Introduction
SIP-R stands for Serial Interface Protocol - Reliable
This is a protocol designed by Michael Richards and Marcell. It is designed specifically so tuning software can efficiently communicate with the ECU using a standard reliable protocol over serial bus (RS232 or RS485, or even CAN).
- It uses a pre-defined format that is easy to parse
- It provides forward and backward compatibility. (read: it does not restrict firmware developers by freezing a set of variable-offsets. Temporarily it's OK though).
- It is stateless and provides ack packets for every command sent. This allows continuous tasks like sensor logging to occur without interruption while setting and map adjustments are made.
- uses as much of existing standards as possible
- same addressing as comm.c send_page() and store_page() commands that is used for MagaTunix
- same human readable (nice to maintain, and there anyway) key=>binary offset translation as mcd (eg. config.cwl position=02). This is not necessary if the config offset database for the given config version is stored or cached in the tuningsoftare (not urgent).
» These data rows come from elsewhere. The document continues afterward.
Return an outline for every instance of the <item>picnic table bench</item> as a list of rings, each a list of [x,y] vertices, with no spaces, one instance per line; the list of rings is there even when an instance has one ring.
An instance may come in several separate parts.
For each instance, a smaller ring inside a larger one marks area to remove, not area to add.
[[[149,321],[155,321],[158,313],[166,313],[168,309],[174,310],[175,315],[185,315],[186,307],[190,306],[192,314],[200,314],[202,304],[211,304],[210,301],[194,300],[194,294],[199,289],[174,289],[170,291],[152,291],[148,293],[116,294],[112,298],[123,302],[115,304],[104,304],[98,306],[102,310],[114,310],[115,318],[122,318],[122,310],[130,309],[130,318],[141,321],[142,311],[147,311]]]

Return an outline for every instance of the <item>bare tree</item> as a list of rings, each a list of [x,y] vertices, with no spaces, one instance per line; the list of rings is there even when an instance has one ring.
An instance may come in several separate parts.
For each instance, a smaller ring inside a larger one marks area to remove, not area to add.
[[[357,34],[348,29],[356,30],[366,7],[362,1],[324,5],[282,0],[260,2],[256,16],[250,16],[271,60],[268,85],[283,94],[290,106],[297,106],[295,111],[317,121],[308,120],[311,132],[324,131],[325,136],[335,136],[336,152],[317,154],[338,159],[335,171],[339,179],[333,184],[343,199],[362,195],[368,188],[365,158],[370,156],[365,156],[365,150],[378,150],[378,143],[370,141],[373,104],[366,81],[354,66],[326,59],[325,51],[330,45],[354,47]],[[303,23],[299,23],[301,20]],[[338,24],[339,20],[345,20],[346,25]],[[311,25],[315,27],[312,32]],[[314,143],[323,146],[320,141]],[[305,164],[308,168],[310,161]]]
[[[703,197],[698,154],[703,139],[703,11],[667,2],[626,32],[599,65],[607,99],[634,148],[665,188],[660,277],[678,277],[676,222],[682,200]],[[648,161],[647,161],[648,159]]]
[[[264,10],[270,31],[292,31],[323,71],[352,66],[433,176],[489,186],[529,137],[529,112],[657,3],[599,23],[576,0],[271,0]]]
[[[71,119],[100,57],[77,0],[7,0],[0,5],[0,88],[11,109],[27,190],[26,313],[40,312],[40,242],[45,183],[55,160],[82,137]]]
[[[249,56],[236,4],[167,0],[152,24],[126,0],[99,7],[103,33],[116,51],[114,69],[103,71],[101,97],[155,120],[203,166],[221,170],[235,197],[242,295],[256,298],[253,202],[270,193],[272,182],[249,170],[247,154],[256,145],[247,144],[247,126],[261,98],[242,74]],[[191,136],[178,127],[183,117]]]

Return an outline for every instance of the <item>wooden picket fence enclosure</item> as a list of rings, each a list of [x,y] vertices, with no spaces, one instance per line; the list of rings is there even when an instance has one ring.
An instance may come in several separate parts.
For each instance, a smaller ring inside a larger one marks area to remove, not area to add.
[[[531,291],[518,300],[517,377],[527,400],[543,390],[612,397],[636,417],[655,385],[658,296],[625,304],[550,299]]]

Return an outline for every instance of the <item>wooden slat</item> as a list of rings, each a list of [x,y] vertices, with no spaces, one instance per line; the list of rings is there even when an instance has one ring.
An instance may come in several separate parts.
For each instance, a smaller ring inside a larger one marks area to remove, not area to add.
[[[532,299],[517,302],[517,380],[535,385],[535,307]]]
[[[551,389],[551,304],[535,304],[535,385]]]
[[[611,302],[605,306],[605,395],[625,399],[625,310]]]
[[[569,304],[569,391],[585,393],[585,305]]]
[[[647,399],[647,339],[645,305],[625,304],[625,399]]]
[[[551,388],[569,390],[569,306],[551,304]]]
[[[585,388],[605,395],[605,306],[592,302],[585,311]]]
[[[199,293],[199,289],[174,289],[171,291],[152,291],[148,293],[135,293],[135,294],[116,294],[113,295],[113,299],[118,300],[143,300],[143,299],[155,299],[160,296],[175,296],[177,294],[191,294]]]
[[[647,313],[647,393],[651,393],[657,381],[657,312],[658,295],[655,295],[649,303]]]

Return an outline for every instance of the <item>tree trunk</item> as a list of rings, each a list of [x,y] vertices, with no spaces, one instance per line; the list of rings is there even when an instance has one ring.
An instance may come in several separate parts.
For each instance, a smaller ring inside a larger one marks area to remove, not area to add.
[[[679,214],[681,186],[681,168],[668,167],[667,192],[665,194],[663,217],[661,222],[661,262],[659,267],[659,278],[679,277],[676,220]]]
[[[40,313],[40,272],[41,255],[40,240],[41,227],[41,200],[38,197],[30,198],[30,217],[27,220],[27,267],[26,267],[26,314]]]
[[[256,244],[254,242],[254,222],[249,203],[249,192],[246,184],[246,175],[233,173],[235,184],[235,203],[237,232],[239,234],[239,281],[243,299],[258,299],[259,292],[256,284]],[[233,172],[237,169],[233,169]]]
- it supports some reasonable restrictions. Some table-data will be stored in EEPROM, so the firmware can only save one variable at a time. The tuningsoftware must support this (at least later, when needed): either by reading back variable, or rather the busy condition
- It's OK to send "empty" packets that only have flow control (NAK, or ACK), but normally, when there is "production talk", NAKs and ACKs must be piggybacked on production packets.
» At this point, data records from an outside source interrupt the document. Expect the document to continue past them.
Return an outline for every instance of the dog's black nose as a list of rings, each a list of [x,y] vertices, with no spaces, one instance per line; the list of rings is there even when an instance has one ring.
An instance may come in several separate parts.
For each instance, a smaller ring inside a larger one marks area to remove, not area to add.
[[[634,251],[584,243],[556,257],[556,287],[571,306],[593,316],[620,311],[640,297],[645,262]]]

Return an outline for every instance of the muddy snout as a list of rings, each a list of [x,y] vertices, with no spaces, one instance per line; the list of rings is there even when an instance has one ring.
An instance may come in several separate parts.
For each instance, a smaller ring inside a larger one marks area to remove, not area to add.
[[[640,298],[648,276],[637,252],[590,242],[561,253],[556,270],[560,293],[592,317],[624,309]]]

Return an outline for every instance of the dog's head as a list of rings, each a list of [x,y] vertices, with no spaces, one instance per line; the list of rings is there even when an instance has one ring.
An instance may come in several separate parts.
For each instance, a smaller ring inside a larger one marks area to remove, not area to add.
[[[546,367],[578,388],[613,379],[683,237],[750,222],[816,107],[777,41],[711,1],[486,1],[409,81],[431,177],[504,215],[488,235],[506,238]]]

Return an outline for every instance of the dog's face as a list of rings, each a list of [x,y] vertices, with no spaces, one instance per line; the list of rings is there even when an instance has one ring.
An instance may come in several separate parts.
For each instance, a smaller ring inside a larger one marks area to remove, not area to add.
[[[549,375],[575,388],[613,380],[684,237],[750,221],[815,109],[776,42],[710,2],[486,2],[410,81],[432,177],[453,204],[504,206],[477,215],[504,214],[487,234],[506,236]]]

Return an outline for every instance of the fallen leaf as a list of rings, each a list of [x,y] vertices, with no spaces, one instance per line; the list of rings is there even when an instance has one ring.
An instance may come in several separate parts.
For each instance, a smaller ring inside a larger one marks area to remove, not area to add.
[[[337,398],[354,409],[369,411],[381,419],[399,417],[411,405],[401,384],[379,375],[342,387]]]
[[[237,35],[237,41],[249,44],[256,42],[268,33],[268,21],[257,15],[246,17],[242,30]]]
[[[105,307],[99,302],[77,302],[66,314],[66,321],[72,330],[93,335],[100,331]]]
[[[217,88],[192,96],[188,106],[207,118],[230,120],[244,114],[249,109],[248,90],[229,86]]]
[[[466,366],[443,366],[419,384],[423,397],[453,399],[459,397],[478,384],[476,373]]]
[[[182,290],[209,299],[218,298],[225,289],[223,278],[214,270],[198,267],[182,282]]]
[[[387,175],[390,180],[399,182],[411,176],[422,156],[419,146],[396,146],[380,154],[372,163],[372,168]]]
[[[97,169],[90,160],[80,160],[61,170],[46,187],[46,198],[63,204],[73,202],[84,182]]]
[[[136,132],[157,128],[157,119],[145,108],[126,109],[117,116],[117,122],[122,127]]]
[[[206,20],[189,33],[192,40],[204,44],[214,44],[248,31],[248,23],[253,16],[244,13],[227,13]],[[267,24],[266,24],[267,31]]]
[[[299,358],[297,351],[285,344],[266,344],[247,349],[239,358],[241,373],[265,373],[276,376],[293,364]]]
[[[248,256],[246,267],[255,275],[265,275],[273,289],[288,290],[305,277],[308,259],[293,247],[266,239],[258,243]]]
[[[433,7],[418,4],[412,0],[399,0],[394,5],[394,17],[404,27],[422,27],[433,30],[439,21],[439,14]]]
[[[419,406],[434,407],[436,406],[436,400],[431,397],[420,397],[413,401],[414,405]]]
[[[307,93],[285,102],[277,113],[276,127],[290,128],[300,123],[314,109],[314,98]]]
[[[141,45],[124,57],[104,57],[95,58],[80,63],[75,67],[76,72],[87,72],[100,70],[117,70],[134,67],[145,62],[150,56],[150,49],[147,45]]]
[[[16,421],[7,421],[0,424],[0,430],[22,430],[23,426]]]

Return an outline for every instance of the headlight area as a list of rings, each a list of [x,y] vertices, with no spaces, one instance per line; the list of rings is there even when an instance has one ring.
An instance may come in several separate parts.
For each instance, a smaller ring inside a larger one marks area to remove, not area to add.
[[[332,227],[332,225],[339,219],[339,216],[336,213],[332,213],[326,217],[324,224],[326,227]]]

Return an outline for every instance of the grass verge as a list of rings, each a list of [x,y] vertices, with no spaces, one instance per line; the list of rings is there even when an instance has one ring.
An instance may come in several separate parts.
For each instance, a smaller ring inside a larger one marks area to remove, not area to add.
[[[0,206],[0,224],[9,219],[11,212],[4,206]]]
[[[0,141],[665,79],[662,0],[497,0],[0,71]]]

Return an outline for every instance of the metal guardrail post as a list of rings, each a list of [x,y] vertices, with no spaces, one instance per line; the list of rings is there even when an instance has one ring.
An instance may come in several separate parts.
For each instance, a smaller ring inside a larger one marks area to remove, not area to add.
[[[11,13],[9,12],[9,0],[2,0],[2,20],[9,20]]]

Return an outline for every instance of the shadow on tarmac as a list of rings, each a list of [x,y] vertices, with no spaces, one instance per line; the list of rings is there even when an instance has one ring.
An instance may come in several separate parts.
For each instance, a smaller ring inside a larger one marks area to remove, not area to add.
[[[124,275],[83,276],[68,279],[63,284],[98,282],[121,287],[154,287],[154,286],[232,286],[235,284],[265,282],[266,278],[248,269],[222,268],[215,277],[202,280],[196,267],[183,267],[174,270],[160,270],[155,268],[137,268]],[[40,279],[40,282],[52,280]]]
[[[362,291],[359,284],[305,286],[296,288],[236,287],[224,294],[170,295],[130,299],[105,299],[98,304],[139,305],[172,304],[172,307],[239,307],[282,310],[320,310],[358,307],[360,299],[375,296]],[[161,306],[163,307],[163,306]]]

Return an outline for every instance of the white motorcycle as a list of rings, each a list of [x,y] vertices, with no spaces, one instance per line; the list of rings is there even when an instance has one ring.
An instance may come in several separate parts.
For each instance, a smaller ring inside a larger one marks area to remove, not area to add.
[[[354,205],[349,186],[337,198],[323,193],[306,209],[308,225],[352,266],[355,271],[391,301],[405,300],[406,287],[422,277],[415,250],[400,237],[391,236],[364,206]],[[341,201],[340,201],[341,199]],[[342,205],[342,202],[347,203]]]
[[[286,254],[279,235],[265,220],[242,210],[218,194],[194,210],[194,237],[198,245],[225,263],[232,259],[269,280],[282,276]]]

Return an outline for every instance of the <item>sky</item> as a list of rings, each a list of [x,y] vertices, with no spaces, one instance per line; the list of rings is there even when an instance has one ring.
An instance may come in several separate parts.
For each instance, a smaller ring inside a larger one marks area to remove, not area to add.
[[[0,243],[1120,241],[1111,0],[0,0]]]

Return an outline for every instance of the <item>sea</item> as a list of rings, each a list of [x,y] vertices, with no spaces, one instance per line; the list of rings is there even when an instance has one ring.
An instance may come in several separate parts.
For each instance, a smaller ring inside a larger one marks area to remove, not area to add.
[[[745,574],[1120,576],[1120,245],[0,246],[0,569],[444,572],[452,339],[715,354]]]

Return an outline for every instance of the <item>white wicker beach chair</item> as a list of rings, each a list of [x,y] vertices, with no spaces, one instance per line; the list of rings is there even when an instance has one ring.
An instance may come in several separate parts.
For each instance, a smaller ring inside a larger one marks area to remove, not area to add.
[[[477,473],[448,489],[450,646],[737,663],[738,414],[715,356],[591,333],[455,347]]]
How it is done in proven standard solutions
In an ideal world 2 layers are necessary. This (separation of 2 layers) is something that [modbus.org] [modbus protocol] gets perfectly right. No wonder modbus is the absolute market-leader protocol for the exact task that we are inventing our own for.
application layer is responsible for content dispatch (appPDU: which byte means what?)
- while [http://www.modbus.org/modbus/standMbusLibrary.nsf/fa_libsearch?OpenForm# modbus application protocol] is nice and maps very well to our application (so it is a good idea to browse through the 40 pages to get an idea of commands)
- I think that it's OK for now to have a simplified "sipr" implementation instead of a conformant modbus
- Note: the operations that get/set registers work on 16 bit for modbus, while some of our registers are 8 bit: when we walk towards conformancy, we can treat 2x8 bit config elements as 1 word (some coding inconvenience) or send 16bits over the network but only store the MSB (tiny network overhead)
network layer is responsible for framing and reliable communications (CRC)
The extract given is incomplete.